Thursday, September 16, 2010
The air is a bit damp tonight, following much needed rain storms. The wind howled and the leaves shivered and were tossed about. The force was magnificent. I do enjoy the power of nature. Autumn is approaching quickly and with certainty. The colors are deepening more and more and the shadows continue to bounce off glass table tops and through windows and glass sliders. I feel I am in a swirl of ever changing color and deepening. I bow to the Master, surrender to the force, face the wind and dance in color. Despite the continuing pain of this recovery I move with courage, and I am cautious yet determined.

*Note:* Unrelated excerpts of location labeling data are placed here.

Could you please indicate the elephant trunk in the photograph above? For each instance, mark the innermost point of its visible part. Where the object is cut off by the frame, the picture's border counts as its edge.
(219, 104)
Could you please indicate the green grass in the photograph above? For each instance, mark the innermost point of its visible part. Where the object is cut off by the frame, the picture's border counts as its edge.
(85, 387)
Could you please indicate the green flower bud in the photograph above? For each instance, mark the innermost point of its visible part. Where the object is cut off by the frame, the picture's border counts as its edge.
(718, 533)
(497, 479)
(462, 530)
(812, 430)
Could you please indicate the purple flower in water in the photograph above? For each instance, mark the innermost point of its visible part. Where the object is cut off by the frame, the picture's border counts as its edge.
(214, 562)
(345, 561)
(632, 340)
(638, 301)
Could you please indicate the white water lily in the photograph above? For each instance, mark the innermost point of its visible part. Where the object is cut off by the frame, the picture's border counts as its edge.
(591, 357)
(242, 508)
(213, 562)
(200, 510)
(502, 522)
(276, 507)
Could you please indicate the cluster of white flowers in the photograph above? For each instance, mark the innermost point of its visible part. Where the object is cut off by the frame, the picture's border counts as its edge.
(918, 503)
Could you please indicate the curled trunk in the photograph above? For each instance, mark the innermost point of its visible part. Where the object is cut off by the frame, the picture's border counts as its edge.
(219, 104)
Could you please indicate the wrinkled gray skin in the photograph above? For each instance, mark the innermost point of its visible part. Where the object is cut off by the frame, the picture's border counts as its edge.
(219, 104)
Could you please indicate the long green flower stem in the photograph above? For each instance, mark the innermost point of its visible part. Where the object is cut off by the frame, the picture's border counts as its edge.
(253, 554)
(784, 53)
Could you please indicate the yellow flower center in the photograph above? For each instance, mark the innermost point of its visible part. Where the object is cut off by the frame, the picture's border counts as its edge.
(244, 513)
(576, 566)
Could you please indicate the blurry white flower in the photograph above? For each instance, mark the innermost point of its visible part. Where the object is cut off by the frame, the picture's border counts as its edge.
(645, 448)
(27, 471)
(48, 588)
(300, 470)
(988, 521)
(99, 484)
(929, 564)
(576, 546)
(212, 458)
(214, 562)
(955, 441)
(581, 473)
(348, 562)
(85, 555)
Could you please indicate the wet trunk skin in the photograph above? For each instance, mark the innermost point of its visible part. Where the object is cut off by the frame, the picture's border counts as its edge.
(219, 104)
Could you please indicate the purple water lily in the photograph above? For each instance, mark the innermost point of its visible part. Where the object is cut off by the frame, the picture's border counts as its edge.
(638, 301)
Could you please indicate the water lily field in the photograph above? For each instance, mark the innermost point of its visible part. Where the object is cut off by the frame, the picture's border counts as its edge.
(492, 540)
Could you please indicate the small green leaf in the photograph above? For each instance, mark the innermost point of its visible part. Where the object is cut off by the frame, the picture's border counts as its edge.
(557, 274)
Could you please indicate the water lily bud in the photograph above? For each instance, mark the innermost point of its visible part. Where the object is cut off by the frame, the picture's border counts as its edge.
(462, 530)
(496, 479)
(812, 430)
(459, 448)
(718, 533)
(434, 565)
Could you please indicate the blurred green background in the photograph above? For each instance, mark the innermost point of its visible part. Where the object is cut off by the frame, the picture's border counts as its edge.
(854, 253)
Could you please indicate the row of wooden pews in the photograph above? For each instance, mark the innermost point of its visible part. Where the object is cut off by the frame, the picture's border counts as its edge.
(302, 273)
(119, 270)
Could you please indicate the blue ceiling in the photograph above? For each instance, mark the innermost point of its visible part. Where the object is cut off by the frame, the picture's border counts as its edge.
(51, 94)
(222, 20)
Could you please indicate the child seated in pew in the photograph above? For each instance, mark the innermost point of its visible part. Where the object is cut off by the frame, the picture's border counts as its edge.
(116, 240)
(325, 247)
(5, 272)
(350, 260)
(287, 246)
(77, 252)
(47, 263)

I wonder where strength will come from to face other life's mysteries that are unfolding. I am watching a house of lies crumble - one escaped, one is still trapped. I become the reason, the one to blame - it is not true. I stay strong, outside the house of lies, with the light of truth visible - it cannot be darkened. I find comfort in that amidst the fear for those still in the house of lies. I surrender more deeply, believing in truth - light - love. And those no longer inside are free to speak and seek truth - and others are coming in to the light. And the house of lies is weakened. This is a long time coming - I stayed in the light - I clung to the truth - I did all things with love.
Still, there is an ache in my heart. The house of lies still stands, weaker, but it still stands. I have nothing more than truth and love. Tell me that is enough. Please.